響子 準備だって大変だよ。8月に北海道の別荘へ行くときに撮ることも多かったから、それまでに「何をやろうか」ってテーマを決める。 桃子 小道具も用意して。当日は特殊メイクに始まり、撮影が終わるまでに4時間くらいかけてさ。 響子 100円ショップで買ってきたメイク道具で工夫しながら、お化けとか、ヤマンバギャルに仕上げる。 桃子 人が来るとみんなで逃げたよね。北海道のだだっぴろい牧草地は隠れる場所がないから、家まで走って。 響子 さすがに見られたらまずいでしょ。80を超えたばあさんが、ヤマンバギャルの格好してるんだよ。
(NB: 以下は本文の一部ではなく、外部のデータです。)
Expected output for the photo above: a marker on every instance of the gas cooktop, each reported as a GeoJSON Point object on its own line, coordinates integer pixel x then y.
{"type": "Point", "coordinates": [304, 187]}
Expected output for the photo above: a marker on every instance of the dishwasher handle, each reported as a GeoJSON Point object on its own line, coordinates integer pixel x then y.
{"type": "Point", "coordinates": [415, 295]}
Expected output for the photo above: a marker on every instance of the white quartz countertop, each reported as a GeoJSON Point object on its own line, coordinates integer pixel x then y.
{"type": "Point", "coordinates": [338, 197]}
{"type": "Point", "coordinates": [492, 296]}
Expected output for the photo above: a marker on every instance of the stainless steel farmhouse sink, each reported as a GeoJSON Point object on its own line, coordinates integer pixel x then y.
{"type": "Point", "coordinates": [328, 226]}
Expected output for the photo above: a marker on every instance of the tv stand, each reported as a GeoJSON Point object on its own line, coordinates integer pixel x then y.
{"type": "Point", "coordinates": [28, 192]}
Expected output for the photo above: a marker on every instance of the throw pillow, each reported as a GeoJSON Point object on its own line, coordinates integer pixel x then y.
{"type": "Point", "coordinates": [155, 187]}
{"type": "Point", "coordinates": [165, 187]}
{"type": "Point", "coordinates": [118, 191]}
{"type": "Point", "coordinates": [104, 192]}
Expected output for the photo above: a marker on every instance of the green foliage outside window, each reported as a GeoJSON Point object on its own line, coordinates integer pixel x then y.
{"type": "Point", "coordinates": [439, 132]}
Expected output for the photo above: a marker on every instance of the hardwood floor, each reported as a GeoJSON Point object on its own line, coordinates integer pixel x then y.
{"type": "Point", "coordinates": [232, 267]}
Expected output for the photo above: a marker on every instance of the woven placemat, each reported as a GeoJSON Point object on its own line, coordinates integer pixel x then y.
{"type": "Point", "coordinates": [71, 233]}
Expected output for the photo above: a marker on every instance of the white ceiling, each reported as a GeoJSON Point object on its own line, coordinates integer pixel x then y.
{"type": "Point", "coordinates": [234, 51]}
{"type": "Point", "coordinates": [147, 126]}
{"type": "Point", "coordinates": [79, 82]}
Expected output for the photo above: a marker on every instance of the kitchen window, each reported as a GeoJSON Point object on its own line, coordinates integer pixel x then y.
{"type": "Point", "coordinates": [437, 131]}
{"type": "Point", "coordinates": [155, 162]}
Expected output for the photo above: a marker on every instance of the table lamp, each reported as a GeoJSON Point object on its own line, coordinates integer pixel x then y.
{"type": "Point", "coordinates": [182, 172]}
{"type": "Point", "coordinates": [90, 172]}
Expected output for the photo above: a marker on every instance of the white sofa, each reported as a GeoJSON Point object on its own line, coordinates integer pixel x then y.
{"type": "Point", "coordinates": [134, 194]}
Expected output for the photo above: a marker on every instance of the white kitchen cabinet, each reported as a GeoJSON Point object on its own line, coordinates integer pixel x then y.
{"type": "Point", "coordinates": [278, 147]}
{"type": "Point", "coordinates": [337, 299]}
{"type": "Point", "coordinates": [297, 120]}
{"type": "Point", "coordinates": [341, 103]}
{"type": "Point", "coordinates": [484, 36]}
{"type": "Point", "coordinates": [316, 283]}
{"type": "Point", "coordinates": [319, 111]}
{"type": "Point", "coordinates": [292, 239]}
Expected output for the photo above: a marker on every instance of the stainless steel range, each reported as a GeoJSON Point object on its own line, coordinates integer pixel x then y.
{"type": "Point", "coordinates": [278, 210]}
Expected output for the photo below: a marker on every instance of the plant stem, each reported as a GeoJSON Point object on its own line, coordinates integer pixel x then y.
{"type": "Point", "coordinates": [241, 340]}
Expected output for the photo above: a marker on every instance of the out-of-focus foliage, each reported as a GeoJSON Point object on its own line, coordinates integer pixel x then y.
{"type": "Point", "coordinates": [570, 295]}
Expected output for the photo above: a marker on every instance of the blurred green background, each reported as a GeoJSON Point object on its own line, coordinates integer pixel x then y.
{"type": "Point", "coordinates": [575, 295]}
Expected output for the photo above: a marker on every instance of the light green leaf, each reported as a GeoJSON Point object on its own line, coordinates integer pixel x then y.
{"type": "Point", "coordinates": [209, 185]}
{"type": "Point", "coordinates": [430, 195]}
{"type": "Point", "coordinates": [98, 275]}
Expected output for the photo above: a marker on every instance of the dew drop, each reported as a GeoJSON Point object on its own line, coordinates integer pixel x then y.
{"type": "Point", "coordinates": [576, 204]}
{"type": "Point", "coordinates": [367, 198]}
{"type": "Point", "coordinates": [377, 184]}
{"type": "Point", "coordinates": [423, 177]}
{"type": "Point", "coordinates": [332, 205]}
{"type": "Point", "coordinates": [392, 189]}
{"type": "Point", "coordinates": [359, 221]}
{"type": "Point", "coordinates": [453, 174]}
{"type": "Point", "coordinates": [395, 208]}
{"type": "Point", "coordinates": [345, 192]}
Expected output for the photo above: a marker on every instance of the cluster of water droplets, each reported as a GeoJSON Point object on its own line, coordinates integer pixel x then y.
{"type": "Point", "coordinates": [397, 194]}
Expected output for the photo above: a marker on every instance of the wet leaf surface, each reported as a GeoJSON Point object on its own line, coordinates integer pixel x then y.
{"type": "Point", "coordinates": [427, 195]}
でも思春期の頃は、あんたもさすがにやる気がなかったね。 桃子 でも、おばあちゃんは赤ちゃんの格好で、「ベエベエ!」「ほら、こんなふうにするんだ!」って怒る。当時、私は演劇をやっていたから、プロ根性で乗り切ったけれど。 響子 撮り終えた後はへとへとだったよ。さらに、できあがった写真に対しても、おばあちゃんからダメ出しが入る。 桃子 「あぁ、ここで茶碗を転がしておけばよかった……」とか。 響子 私は撮影と監督を兼ねてたから、いろいろと演出もしたけど。おばあちゃんなりのこだわりがあったみたい。